A-Z of cycle commuting: B

A-Z of cycle commuting: B

B is for breakfast

When you first start cycle commuting there is a natural assumption that you will save money on fares and fuel, but quickly you will realise the cash your car used to guzzle is now being guzzled by your own permanently ravenous gut.

Cycling can burn as much as 500 calories in just 30 minutes! Ride to and from work every day and that is four extra Mars bars! That isn’t the best way to refuel, especially not if you want to lose weight, but you get the idea. Whilst cycling genuinely does burn a lot of calories it also has a strange capacity for making you feel really, really hungry. If since you have started cycle commuting your food bill has gone up and you are drumming your fingers on the desk by 9.30am because you are half-starving, you are not the only one!

Commuting by bike burns far more calories than even standing up on a busy rush hour train and fighting your way up packed escalators. It is a great way to lose weight and get fit but like any exercise it needs to be properly fuelled. You can normally spot the cycle commuter in any office because when you open their desk drawer you find a stash of snacks instead of the usual half-chewed biros and some post-it notes.
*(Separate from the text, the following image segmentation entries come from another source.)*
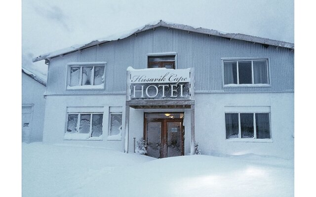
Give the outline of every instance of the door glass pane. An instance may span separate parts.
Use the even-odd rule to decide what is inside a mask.
[[[242,138],[253,137],[253,114],[240,114]]]
[[[239,71],[239,84],[252,84],[251,62],[239,62],[238,69]]]
[[[150,157],[160,158],[161,123],[147,123],[147,154]]]
[[[167,122],[168,135],[167,156],[176,157],[181,156],[181,123]]]

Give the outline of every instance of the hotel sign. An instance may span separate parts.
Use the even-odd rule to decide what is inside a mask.
[[[191,81],[190,68],[129,68],[127,100],[191,99]]]

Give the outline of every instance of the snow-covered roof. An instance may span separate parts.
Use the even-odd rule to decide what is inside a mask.
[[[88,43],[82,44],[77,44],[66,48],[63,49],[55,51],[52,52],[40,55],[33,59],[33,62],[38,62],[40,60],[54,58],[61,55],[67,54],[79,50],[90,47],[98,44],[102,44],[111,41],[122,39],[134,33],[143,32],[149,29],[155,28],[158,27],[164,27],[168,28],[173,28],[177,30],[188,31],[189,32],[196,32],[200,33],[204,33],[208,35],[216,35],[221,37],[226,37],[230,39],[235,39],[241,40],[248,41],[255,43],[259,43],[263,44],[276,46],[281,47],[294,49],[294,44],[289,42],[286,42],[278,40],[272,40],[268,38],[264,38],[260,37],[254,36],[252,35],[245,35],[241,33],[227,33],[217,30],[210,30],[200,27],[194,27],[185,25],[178,24],[166,22],[162,20],[154,21],[148,24],[143,25],[141,27],[131,30],[128,31],[121,33],[118,34],[115,34],[110,36],[98,39],[93,40]]]
[[[27,75],[28,75],[29,77],[33,78],[36,81],[38,81],[41,84],[46,86],[47,80],[45,79],[42,78],[42,77],[39,76],[39,75],[37,75],[34,74],[34,72],[31,72],[30,70],[23,67],[22,68],[22,72],[24,72]]]

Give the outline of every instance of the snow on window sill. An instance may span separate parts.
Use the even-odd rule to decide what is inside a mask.
[[[67,90],[102,90],[104,89],[104,84],[93,85],[85,85],[84,86],[67,86]]]
[[[224,88],[242,88],[242,87],[271,87],[270,84],[258,83],[255,84],[225,84]]]
[[[64,140],[91,140],[101,141],[103,140],[102,135],[98,137],[90,137],[89,133],[65,133]]]
[[[122,135],[119,133],[116,135],[108,135],[107,140],[108,141],[121,141],[122,140]]]
[[[272,139],[231,138],[226,139],[226,141],[231,142],[273,142]]]

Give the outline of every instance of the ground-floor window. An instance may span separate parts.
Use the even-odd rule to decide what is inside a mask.
[[[102,134],[103,113],[68,114],[65,139],[98,139]]]
[[[226,139],[270,139],[270,114],[225,113]]]
[[[108,140],[121,140],[122,111],[122,107],[110,107]]]

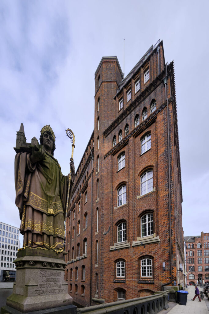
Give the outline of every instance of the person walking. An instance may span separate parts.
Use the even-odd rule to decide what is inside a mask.
[[[198,302],[201,302],[201,300],[200,299],[200,291],[199,291],[199,290],[197,288],[197,286],[196,284],[195,285],[195,295],[194,296],[193,299],[192,299],[192,301],[194,301],[195,298],[198,297],[198,298],[199,299],[199,300],[198,301]]]

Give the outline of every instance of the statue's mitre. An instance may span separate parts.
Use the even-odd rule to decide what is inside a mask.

Just remember not to leave bananas in there – give them a few days and they stink!

Before cycle commuting you may have dashed out the house without breakfast, just grabbing a quick latte on the way to your desk. Now, riding your bike to work, requires you to do some serious eating. To have the energy to pedal you need to start the day with a proper breakfast. However, for every rushed commuter time is always short in the morning but that it isn’t a reason to miss the most important meal of the day.
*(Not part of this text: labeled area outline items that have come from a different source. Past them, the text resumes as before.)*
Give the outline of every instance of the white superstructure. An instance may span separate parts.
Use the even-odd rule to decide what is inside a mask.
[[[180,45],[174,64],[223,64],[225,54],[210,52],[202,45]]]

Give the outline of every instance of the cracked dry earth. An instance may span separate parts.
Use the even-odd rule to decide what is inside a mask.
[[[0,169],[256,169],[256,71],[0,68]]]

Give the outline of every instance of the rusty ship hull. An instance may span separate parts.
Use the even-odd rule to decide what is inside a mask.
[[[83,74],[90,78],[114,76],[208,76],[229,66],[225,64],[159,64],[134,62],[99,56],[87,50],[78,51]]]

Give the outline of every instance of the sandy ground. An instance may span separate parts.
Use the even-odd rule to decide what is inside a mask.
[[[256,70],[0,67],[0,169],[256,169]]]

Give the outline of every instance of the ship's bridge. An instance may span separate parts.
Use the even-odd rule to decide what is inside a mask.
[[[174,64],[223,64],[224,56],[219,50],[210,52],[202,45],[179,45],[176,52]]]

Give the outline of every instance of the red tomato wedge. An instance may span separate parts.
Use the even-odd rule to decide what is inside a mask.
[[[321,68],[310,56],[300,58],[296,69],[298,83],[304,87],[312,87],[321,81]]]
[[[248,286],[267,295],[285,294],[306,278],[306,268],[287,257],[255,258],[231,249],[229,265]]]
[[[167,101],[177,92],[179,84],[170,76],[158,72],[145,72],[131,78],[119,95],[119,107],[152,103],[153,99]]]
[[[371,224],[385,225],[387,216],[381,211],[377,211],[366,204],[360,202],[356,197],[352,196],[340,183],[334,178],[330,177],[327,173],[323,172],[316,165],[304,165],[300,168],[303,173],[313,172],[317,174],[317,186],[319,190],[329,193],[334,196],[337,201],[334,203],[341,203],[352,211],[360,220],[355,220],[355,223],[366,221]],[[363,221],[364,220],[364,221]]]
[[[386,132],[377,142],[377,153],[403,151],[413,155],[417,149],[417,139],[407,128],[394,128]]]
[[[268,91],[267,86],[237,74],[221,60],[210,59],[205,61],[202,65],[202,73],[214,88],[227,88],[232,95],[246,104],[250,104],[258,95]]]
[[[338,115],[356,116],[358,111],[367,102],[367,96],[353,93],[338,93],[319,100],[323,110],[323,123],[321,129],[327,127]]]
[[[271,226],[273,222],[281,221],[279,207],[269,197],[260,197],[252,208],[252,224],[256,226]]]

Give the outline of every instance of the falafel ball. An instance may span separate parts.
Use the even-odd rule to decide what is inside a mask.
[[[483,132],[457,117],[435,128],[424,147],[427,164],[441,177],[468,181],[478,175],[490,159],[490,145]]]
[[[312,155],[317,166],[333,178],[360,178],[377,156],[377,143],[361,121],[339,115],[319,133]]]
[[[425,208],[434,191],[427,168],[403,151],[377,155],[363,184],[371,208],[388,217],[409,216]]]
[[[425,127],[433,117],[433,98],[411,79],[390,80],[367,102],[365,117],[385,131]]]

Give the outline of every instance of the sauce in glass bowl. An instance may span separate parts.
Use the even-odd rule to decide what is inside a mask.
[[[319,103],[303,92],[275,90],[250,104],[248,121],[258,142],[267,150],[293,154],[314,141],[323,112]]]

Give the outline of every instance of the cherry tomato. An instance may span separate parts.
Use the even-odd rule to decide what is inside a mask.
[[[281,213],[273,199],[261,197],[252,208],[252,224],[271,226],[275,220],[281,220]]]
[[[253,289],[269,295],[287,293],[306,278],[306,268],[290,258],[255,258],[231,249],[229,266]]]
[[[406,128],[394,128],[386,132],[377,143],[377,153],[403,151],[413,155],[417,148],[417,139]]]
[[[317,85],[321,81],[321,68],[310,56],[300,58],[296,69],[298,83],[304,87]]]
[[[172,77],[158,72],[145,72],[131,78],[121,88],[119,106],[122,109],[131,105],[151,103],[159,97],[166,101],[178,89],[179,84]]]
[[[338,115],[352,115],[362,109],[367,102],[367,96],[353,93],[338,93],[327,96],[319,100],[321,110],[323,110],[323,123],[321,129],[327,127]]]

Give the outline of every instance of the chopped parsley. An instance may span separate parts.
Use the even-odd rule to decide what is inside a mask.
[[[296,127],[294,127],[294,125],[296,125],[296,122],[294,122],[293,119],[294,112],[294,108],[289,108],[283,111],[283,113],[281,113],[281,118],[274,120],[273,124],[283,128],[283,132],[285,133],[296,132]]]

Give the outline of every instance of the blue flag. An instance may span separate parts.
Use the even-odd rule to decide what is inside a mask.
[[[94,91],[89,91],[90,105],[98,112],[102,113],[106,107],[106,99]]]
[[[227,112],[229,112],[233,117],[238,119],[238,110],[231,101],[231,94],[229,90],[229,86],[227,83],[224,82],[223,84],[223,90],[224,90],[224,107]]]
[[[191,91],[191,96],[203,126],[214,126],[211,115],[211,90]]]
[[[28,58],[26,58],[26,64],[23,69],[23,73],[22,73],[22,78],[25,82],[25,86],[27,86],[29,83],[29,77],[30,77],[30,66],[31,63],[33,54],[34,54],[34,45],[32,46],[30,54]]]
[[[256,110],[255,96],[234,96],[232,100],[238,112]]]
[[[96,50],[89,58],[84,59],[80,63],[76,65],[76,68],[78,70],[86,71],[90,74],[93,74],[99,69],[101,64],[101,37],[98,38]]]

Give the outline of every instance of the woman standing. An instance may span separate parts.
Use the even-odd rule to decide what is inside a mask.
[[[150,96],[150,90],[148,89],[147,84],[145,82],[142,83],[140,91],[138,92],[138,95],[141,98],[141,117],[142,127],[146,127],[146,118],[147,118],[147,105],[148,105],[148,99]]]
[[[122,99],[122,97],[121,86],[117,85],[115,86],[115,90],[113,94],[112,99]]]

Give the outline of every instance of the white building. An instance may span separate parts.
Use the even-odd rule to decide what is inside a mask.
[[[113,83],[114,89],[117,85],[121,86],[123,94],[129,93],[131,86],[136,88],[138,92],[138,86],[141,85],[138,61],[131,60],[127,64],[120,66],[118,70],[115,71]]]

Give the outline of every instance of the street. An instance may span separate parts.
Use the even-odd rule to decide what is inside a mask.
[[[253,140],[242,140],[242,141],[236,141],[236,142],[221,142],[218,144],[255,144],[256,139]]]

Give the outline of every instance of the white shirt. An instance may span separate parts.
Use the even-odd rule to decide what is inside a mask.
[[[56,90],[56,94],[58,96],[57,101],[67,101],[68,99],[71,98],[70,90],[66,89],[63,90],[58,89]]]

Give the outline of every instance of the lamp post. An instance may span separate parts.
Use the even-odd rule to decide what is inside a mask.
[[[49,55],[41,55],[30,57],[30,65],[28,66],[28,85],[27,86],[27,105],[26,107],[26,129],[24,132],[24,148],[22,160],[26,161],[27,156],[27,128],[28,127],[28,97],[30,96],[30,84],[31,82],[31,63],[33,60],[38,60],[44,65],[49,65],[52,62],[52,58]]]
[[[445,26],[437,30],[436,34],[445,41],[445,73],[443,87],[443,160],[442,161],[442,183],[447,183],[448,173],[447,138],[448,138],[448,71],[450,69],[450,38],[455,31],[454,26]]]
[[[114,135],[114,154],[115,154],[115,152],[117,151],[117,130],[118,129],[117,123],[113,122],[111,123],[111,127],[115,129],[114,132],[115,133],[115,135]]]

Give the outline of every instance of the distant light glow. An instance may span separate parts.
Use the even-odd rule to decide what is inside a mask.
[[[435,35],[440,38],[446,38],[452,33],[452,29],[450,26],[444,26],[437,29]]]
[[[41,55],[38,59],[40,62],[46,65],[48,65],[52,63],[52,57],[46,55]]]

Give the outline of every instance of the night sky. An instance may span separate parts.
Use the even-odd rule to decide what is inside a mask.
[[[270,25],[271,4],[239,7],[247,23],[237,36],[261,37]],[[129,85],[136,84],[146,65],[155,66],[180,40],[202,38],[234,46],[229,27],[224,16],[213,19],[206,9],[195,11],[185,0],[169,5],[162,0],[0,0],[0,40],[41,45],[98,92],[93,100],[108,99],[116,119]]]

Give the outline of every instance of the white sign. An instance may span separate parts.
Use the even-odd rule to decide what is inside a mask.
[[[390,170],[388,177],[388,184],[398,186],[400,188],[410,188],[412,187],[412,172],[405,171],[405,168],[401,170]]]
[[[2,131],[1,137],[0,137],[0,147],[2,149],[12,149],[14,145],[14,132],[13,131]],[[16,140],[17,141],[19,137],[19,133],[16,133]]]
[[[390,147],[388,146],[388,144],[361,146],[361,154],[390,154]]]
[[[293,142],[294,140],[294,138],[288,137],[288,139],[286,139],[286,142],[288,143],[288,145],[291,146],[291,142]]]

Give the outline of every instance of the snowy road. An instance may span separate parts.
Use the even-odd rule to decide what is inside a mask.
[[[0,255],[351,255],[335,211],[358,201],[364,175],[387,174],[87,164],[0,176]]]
Porridge is a perennial cycling favourite but it isn’t a particularly fast option, but you can still get the benefit of slow release carbohydrates from oats by prepping them the night before. Try mixing grated apple, chopped nuts, natural yoghurt and a splash of apple juice in a bowl with your oat and leave them in the fridge overnight to soak. Stir in a dash of milk in the morning to loosen it and et voila – your porridge is ready to be served, all be it cold.

Once you get to work you will probably be ravenous again. No one eats more than the daily cyclist. It is worth having another quick snack, just to top up again and make sure you stay on the ball until lunchtime. Dried fruit and nuts are very useful to keep stashed away somewhere as they have a bit of sweetness and enough fat and protein to make you feel full. This should keep you away from the office vending machine!

Mid-afternoon is another key point in the commuting cyclist’s day. A bit of early morning exercise can make you feel invigorated and ready for the day ahead but the post-lunch slump can still get you. If you are planning on riding again later then this is the time to order your espresso. A carb rich snack and a shot of caffeine will see you through to the end of the working day and give you enough energy to swing your leg back over your bike for the ride home.

Commuting by bike has the amazing ability to see your food bill go up, even as your waist size comes down. Burn fat not fuel!